Il divano della discordia
A rompere la narrazione patinata del centro cittadino ci ha pensato Maurizio Finotto, un astigiano che ha deciso di documentare un angolo di città decisamente meno fotogenico. L'immagine, scattata in corso Alessandria, non lascia spazio a interpretazioni: un divano blu, smontato e abbandonato sul marciapiede, troneggia accanto a sacchi di immondizia e lattine vuote. Non esattamente l'accoglienza che si vorrebbe riservare a chi entra in città da una delle sue arterie principali.
Ciò che ha reso il post curioso, però, non è tanto l'immagine del degrado — purtroppo non nuova in certe zone — quanto la didascalia che l'accompagna. Con una punta di velenosa ironia, il cittadino si rivolge direttamente all'amministratore: "Assessore Marco Galvagno, visto il bel lavoro di restauro delle panchine del 'salotto' (piazza San Secondo), non è che restaura anche questo divano del soggiorno (corso Alessandria)?".

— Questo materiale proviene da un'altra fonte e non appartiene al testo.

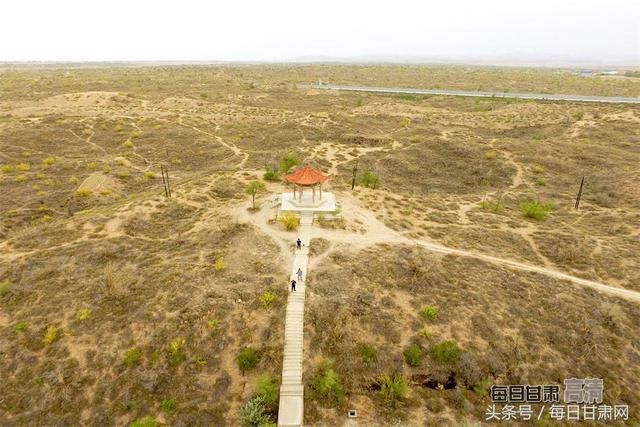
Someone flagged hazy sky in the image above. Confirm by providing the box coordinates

Due facce della stessa città
La provocazione tocca un nervo scoperto: la percezione di una città a due velocità. Da una parte c'è il "salotto buono", quella piazza San Secondo tirata a lucido dove il decoro è legge e l'estetica è curata nei dettagli; dall'altra ci sono le periferie e gli assi viari di ingresso, dove talvolta le regole della convivenza civile sembrano sospese e dove il concetto di "casa nostra" viene interpretato con fin troppa libertà da chi scambia il marciapiede per una discarica.

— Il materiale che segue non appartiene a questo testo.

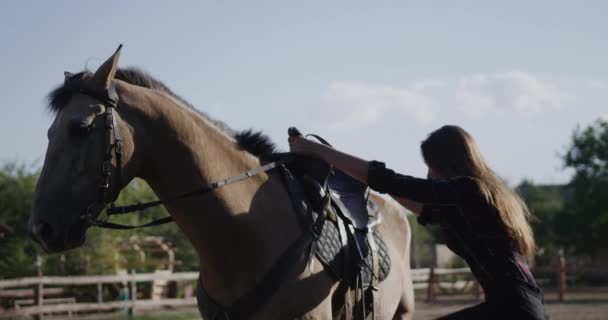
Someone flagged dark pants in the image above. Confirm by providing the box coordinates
[439,286,549,320]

Se è vero che l'area del centro è ora videosorvegliata per prevenire atti vandalici — con la promessa che chi danneggia pagherà — resta da capire come arginare fenomeni di inciviltà così macroscopici lontano dagli occhi elettronici del centro. Il divano blu di corso Alessandria resta lì, muto testimone di una maleducazione che resiste a ogni campagna di sensibilizzazione, in attesa che qualcuno (l'Asp o il senso civico, chissà) se ne faccia carico. Nel frattempo, la battuta corre sul web, ricordandoci che arredare il "salotto" è importante, ma non bisogna dimenticarsi di spolverare anche le altre stanze.